Things appear to go swimmingly for a time, indeed, with Jonathan's workaholic publisher paying Hoary Plimpton a visit for health reasons and Mr. Headley entering the picture with a dragon's hoard of romantic smut for aunt and nephew alike.
But Brody's artistic gift comes under unexpected scrutiny, threatening a horrible shakeup in the priory and a permanent upending of everyone's lives. Then Mr. Headley decides he'd dearly love to be haunted and acquires a few oddities with ghosts attached to them.
Family isn't immune from drama, naturally, as Linford's increasingly panicked letters suggest. Lucinda's trapped in her spiritualist retreat where ladies' pocketbooks are gradually draining their contents, and Antigonous involves his committee in the mystery of the haunted antique commode. It's a haunting that baffles everyone, forcing them to resort to a few foolish and drastic measures to get to the bottom of things—even reconsider old prejudices against the very people who hold the key to ghostly mysteries.
Prue and Freddy's madcap ghostly adventures conclude in this final installment of the Ghosts and Tea series.
The book has its own gallery page over here, in which I share more tidbits about how this epistolary series came about as well as more character inspiration for Felicity Smedley, Jeremy Brody, and Osbourne Headley this time around.
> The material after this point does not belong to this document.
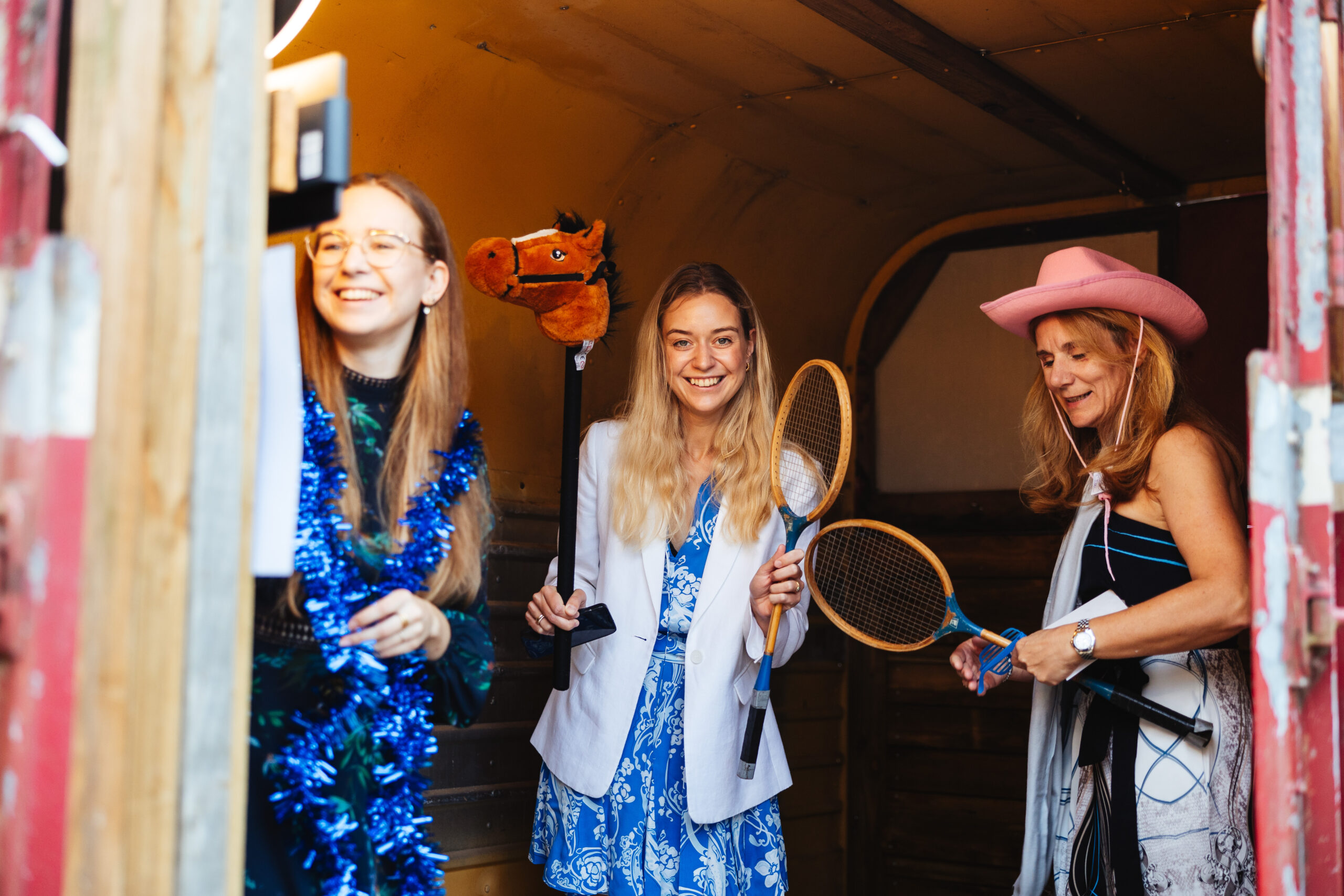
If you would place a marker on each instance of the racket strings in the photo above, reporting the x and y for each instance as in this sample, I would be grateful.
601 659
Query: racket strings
812 437
879 585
I really, really loved writing this series, and I'm glad I gave myself that challenge. It really helped my confidence, and I'm looking forward to using that narrative form again in my future books.
The book is 50K words and is available in e-book format for 99 cents and in print for $9 USD. Those are my standard (and permanent) rates for every book now that I'm fully settled in the long novella camp.
For everyone who stuck with the series since The Ghosts of St. Grimald Priory, thank you so much for your support. I really hope this final book proves itself to be a nice, tidy sendoff to characters who mean a lot to me now. Thank you again, and I hope you enjoy the book.
And a bonus update! I added the 2026 calendar banner to my Book News page, but as with the 2025 banner, there's no date on any of the books highlighted. And that's to allow for changes (especially unexpected ones) in my schedule, energy levels, health, motivation, etc.
If we were to follow my calendar from this year -- which will likely be followed next year as well -- then we're looking at a March 1, July 1, and November 1 calendar cycle for 2026, too.